The plunger 25 extends into the internal space 13 through the opening 18 within the end wall 17.
A sheath 30 is mounted on the body 11 about the opening 18 for embracing that portion of the plunger 25 extending into the internal space 13. The sheath 30 is made of an elastomeric material, preferably rubber.
The sheath 30 is attached to the body 11 to close the opening 18, whereby a pumping chamber 33 is defined between the sheath 30 and the body 11. The sheath 30 provides a deformable boundary surface for the pumping chamber 33, whereby deformation of the boundary surface effects a change of volume of the pumping chamber 33.
The body 11 incorporates an inlet 12 and an outlet 14, both of which communicate with the pumping chamber 33.
The sheath 30 comprises a first portion 31 and a second portion 32, with the two portions being formed integrally. The first portion 31 is substantially rigid in the sense that it does not undergo significant deformation during operation of the pump. The second portion 32 embraces the plunger 25 and is adapted to undergo extension and contraction during operation of the pump.
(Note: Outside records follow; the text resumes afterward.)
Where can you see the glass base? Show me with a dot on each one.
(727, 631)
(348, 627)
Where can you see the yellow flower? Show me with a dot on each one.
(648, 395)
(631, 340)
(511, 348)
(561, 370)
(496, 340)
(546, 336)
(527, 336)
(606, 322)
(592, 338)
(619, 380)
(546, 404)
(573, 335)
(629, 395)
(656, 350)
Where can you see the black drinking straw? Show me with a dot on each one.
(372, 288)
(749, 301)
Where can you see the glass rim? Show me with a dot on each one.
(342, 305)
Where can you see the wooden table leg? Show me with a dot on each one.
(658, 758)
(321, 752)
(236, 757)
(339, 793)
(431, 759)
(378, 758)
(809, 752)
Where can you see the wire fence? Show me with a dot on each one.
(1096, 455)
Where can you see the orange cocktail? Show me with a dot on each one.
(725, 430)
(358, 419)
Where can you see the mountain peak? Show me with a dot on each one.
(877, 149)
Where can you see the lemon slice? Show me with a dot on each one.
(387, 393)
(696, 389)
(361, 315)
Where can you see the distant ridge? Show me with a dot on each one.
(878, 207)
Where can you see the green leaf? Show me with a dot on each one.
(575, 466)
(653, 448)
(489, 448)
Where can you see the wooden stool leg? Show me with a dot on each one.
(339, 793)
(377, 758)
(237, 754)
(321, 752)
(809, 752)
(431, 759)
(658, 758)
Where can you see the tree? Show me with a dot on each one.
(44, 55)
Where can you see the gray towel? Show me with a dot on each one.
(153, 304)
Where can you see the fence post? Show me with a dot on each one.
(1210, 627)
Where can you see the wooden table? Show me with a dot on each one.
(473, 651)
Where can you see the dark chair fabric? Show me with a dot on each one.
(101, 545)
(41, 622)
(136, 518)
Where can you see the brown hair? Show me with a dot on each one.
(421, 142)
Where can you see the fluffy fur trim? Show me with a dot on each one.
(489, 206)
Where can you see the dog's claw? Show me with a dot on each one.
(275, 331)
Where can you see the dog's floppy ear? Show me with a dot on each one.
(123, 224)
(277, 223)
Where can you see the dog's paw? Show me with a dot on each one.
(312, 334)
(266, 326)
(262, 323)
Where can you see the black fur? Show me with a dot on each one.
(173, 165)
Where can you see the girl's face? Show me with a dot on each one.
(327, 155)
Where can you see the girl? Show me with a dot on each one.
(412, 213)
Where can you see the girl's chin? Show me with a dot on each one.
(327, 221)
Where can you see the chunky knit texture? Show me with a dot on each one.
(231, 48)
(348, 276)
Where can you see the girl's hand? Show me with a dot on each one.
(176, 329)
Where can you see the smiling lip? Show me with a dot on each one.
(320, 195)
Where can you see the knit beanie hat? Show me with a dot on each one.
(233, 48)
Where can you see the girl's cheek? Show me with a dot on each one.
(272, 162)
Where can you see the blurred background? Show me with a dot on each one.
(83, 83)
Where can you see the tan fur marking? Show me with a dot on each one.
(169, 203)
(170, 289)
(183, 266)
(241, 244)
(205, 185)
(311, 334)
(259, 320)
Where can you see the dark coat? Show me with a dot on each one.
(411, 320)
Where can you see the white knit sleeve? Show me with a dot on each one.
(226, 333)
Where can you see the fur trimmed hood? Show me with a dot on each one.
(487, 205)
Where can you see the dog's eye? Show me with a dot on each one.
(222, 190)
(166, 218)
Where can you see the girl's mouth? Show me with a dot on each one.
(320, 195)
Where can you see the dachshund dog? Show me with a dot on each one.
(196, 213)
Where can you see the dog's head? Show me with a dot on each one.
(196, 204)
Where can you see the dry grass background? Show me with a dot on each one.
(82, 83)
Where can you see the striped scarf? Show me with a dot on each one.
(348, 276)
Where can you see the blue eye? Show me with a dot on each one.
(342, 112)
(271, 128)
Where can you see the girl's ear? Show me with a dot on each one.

The first portion 31 is configured to provide a mounting flange 35. The second portion 32 is of generally tubular construction, involving a tubular wall section 36 and an end section 37, with the flange 35 provided by the first portion 31 being at one end of the tubular wall section 36 and the other end of the tubular wall section being closed by the end section 37.
The mounting flange 35 defined by the first portion 31 is secured to the body 11 through clamping engagement between the end wall 17 and an annular seat 38. The seat 38 is defined by a seat element 39 mounted on an annular shoulder 40 provided internally on the cylindrical side wall 15 inwardly of the end wall 17.
The mounting flange 35 has an outer end face 41 for bearing against end wall 17 and an inner end face 43 for bearing against seat 38 in sealing engagement therewith.
The first portion 31 further includes an annular recess 45 which opens onto outer end face 41. The recess 45 is adapted to receive a reinforcement sleeve 47. The reinforcement sleeve 47 is of annular construction, having an inner face 49 which defines a central opening of diameter larger than the diameter of the plunger 25. In this way, a gap 51 is defined between the sleeve 47 and the plunger 25.
The reinforcement sleeve 47 is of rigid construction, being made of steel in this embodiment. The reinforcement sleeve 47 serves to provide reinforcement for the flange and more particularly maintain the presence of the gap 51.
The purpose of the gap 51 is to provide a cavity for accommodating a lubricant. The lubricant may be any liquid that reduces the sliding friction between the outer surface of the plunger 25 and the inner surface of the sheath.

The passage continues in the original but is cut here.